Собственно, напарники звали его не «старший», а «старшой», подражая окающему говору воинственных тригартов-северян (последняя, самая свежая мода!). В казарменных ведомостях даже записывать стали: «СтаршОй» — вместо, скажем, «полудесятник» — и мы не станем спорить с традицией.
Старшой так старшой.
…С открытия ворот Восхода прошло уже больше часа, и все это время караульщики работали не покладая рук. Как обычно, перед рассветом по ту сторону рва скопилась изрядная толпа народа, ожидая возможности попасть в город, — и началось: каждого более или менее придирчиво осмотри, допроси, собери пошлину…
Короче, дела хватило всей пятерке караульщиков, включая старшого.

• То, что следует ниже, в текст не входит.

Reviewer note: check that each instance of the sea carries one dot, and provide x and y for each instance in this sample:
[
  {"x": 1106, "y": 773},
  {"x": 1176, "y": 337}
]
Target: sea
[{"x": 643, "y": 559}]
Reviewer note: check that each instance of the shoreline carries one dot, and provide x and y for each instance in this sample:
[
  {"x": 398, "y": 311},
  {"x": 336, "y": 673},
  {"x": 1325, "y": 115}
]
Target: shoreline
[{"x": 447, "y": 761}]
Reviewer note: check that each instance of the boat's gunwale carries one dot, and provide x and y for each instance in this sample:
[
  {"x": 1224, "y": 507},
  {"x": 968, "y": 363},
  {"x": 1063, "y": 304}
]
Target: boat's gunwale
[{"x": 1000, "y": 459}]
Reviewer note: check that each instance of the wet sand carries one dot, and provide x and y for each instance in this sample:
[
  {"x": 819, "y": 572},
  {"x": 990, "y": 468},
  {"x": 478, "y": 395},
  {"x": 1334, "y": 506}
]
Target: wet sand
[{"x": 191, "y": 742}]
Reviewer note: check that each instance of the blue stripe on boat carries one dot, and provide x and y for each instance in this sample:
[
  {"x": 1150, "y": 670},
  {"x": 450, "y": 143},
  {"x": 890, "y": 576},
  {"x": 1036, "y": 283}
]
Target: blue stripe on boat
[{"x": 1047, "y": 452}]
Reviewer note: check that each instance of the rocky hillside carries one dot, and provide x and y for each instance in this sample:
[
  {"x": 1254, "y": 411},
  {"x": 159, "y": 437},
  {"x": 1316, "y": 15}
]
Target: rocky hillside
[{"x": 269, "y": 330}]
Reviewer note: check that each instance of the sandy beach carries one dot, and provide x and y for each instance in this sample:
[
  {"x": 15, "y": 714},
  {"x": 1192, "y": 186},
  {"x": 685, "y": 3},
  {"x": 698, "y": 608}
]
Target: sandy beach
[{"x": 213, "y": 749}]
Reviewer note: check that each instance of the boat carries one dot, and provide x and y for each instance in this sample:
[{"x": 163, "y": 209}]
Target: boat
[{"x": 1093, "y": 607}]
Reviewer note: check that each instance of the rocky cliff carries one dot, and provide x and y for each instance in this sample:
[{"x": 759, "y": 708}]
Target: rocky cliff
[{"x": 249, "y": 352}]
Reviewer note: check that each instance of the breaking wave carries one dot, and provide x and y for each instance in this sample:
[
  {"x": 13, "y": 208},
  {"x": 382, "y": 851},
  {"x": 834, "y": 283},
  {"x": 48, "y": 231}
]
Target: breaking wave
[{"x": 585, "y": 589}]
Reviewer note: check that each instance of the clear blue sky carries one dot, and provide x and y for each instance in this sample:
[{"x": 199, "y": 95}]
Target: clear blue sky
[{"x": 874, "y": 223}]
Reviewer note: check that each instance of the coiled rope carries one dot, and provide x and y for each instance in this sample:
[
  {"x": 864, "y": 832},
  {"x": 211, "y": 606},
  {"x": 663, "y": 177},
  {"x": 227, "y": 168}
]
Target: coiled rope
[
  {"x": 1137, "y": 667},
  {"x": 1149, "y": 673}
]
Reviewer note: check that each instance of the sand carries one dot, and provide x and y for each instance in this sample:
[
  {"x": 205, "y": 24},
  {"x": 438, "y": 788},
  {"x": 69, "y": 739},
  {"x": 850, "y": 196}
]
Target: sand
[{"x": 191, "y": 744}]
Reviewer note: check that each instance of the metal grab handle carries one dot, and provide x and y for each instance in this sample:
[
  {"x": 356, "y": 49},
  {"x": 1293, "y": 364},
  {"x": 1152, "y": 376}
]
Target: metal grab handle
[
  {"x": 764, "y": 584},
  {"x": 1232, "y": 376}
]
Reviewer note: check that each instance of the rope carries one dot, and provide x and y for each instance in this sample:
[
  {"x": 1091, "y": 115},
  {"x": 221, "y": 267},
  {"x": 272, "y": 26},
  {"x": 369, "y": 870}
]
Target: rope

Сегодня в толпе было на удивление много нищих и паломников. Однако в первую голову стражники, естественно, пропустили двоих купцов первой шрени
[61]
, державшихся особняком от прочего сброда. Вот с кем приятно дело иметь: понятливы, благообразны, товар предъявляют без разговоров, пошлинный сбор платят сполна, не торгуясь из-за каждой медной паны
[62]
, от таких гостей и казне доход, и самим караульщикам мзда перепадает. А ежели купцы и припрятали тюк-другой контрабандного шелка или мошну аметистов — старшой давно научился закрывать на это глаза. Хорошие люди! Пусть едут, торгуют. Мы ведь понимаем службу…
Следом подошла очередь длиннющей вереницы крестьян с телегами, груженными папайей, манго, смоквами и финиками, волосатыми кокосами, огурцами-пупырцами, рисом и много еще чем другим. Тут уж вдосталь хватило и ругани, и бешеного торга из-за каждого ломаного гроша! Но вот последняя телега, грохоча по брусчатке, въехала в ворота Восхода, и стражники молча пропустили следом дюжину-другую босоногих паломников, с которых пошлины брать не полагалось.
Зато нищих — шумное сонмище, ряженное в самые невообразимые лохмотья, — пришлось осматривать со всем тщанием, дабы не пропустить в город больных. А то и прикинувшегося нищим разбойничка, у которого под пестрой рваниной грелась в заначке пара кривых ножей-горлорезов.
Лихих людишек в толпе не нашлось, зато пару нищебродов, на чьих телах обнаружились подозрительные язвы, караульщики древками копий погнали прочь. А когда самый нахальный из бродяг попробовал вернуться и тишком-нишком затесаться обратно в толпу — старшой молча потянулся к боевому луку с заранее натянутой тетивой, и ушлый оборванец мигом испарился.
Позднее, когда десяток бородатых ангов провел в ворота десяток рабочих слонов, а те загадили пространство перед воротами Восхода так, что и сотне коров не под силу, — язвенник вернулся и попытался было предложить услуги по уборке взамен на пропуск…
Увы! Хитрован был послан под хвост Великому змею Шеше, навоз убрали трое чандал-лесорубов, сложив наземь вязанки хвороста, и стража, сторонясь неприкасаемых, пропустила их в город.